To be clear regarding the important point I think that Chue X might be making: a relay has excellent isolation between the line and load terminals while a triac does not. For example, the BT136-600 datatsheet shows that this 4A triac a max leakage of 0.5 mA. That's a triac that would be suitable for a regular wall dimmer. Unless the dimmer includes a mechanical switch, then you would measure 120 VAC on the load side when the triac is off if there is no connected load. If there is a load connected you will measure a much lower voltage which would be equal to the leakage current times the load resistance.
As a rule of thumb, you would expect that a higher power triac capable of 4 KW would have higher leakage current due to its much larger active area. That would create a substantial shock hazard in the oven when the element is burned out or needs to be removed for service. There would be 230 VAC with significant current capability exposed on the heating element connections. Using a relay insures that the element is safely isolated from the line when the oven is off.
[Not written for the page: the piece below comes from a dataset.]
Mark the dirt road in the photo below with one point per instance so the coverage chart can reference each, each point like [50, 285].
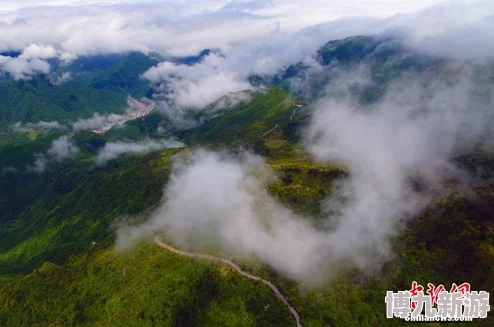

Regarding opto-isolated triacs: that is referring to isolation between the line/load connections and the control connections. That is needed to prevent dangerous voltages and currents flowing back through the control input signal to electronics that are controlling it. A good overview of optocouplers, including opto-isolated triacs is available here Optocoupler tutorial. Opto-isolated triacs still have substantial leakage current and are frequently not suited for controlling certain loads. This is also the sort of leakage that a relay provides between its coil and load, as mentioned by Olin's answer.